Divide using synthetic division $$ ( 8x^{3}-66x^{2}+14x+8 ) \div ( x-8 ) $$
Answer
The synthetic division table is:
$$ \begin{array}{c|rrrr}8&8&-66&14&8\\& & 64& -16& \color{black}{-16} \\ \hline &\color{blue}{8}&\color{blue}{-2}&\color{blue}{-2}&\color{orangered}{-8} \end{array} $$The solution is:
$$ \frac{ 8x^{3}-66x^{2}+14x+8 }{ x-8 } = \color{blue}{8x^{2}-2x-2} \color{red}{~-~} \frac{ \color{red}{ 8 } }{ x-8 } $$Explanation
Step 1 : Write down the coefficients of the dividend into division table. Put the zero from $ x -8 = 0 $ ( $ x = \color{blue}{ 8 } $ ) at the left.
$$ \begin{array}{c|rrrr}\color{blue}{8}&8&-66&14&8\\& & & & \\ \hline &&&& \end{array} $$Step 1 : Bring down the leading coefficient to the bottom row.
$$ \begin{array}{c|rrrr}8&\color{orangered}{ 8 }&-66&14&8\\& & & & \\ \hline &\color{orangered}{8}&&& \end{array} $$Step 2 : Multiply by the number on the left, and carry the result into the next column: $ \color{blue}{ 8 } \cdot \color{blue}{ 8 } = \color{blue}{ 64 } $.
$$ \begin{array}{c|rrrr}\color{blue}{8}&8&-66&14&8\\& & \color{blue}{64} & & \\ \hline &\color{blue}{8}&&& \end{array} $$Step 3 : Add down last column: $ \color{orangered}{ -66 } + \color{orangered}{ 64 } = \color{orangered}{ -2 } $
$$ \begin{array}{c|rrrr}8&8&\color{orangered}{ -66 }&14&8\\& & \color{orangered}{64} & & \\ \hline &8&\color{orangered}{-2}&& \end{array} $$Step 4 : Multiply by the number on the left, and carry the result into the next column: $ \color{blue}{ 8 } \cdot \color{blue}{ \left( -2 \right) } = \color{blue}{ -16 } $.
$$ \begin{array}{c|rrrr}\color{blue}{8}&8&-66&14&8\\& & 64& \color{blue}{-16} & \\ \hline &8&\color{blue}{-2}&& \end{array} $$Step 5 : Add down last column: $ \color{orangered}{ 14 } + \color{orangered}{ \left( -16 \right) } = \color{orangered}{ -2 } $
$$ \begin{array}{c|rrrr}8&8&-66&\color{orangered}{ 14 }&8\\& & 64& \color{orangered}{-16} & \\ \hline &8&-2&\color{orangered}{-2}& \end{array} $$Step 6 : Multiply by the number on the left, and carry the result into the next column: $ \color{blue}{ 8 } \cdot \color{blue}{ \left( -2 \right) } = \color{blue}{ -16 } $.
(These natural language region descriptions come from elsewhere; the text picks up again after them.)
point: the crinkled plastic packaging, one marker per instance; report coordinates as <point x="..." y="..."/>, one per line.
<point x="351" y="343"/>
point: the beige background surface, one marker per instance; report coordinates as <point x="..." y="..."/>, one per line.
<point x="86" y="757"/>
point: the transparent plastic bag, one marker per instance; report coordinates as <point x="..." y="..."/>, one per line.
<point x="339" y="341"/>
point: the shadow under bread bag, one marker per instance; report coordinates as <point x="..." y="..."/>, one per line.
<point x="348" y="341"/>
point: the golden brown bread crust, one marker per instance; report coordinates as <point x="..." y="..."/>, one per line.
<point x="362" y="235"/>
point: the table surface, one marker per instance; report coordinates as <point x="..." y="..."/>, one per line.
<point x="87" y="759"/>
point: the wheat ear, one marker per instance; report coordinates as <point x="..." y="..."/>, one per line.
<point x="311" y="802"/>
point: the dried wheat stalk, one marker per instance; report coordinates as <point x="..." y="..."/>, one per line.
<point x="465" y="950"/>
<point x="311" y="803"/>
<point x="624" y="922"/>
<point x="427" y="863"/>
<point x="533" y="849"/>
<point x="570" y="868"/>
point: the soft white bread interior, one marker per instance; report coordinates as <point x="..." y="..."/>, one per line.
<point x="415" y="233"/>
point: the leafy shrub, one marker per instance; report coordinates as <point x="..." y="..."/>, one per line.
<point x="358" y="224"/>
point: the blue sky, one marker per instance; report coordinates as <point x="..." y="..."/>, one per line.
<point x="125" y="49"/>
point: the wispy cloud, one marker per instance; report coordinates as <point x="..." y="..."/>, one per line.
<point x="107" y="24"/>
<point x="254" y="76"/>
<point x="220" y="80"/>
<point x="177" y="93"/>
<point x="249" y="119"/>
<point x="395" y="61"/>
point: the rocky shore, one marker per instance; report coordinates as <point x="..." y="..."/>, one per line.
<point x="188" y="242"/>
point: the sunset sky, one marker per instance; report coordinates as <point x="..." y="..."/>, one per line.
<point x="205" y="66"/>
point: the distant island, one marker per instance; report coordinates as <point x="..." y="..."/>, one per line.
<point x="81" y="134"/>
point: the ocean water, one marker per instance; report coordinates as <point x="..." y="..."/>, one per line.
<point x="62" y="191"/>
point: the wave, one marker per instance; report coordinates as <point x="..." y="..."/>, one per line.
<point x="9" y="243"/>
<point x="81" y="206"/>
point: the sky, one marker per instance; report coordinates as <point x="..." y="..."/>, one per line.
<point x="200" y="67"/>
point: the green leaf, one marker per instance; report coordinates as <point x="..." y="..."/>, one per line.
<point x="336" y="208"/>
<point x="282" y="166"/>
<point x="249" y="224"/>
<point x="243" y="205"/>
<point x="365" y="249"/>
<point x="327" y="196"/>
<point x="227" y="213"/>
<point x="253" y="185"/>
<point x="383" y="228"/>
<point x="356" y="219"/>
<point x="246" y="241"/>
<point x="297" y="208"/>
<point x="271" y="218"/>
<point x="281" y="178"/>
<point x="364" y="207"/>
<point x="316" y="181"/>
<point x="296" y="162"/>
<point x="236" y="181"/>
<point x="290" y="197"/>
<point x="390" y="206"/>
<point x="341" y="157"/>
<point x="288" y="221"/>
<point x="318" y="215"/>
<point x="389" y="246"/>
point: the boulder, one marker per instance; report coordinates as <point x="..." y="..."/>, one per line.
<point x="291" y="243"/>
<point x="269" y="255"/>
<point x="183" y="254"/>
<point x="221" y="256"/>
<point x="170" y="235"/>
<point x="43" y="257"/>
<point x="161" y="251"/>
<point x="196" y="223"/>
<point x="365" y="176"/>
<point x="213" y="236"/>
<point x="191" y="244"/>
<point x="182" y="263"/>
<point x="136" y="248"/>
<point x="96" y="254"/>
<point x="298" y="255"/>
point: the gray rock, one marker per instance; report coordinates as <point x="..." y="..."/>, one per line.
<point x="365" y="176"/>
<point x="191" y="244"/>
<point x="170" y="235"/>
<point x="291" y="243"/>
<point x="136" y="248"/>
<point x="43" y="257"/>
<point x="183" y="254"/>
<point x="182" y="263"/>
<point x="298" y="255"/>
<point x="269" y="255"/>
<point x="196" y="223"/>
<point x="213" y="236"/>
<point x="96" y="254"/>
$$ \begin{array}{c|rrrr}\color{blue}{8}&8&-66&14&8\\& & 64& -16& \color{blue}{-16} \\ \hline &8&-2&\color{blue}{-2}& \end{array} $$Step 7 : Add down last column: $ \color{orangered}{ 8 } + \color{orangered}{ \left( -16 \right) } = \color{orangered}{ -8 } $
$$ \begin{array}{c|rrrr}8&8&-66&14&\color{orangered}{ 8 }\\& & 64& -16& \color{orangered}{-16} \\ \hline &\color{blue}{8}&\color{blue}{-2}&\color{blue}{-2}&\color{orangered}{-8} \end{array} $$Bottom line represents the quotient $ \color{blue}{ 8x^{2}-2x-2 } $ with a remainder of $ \color{red}{ -8 } $.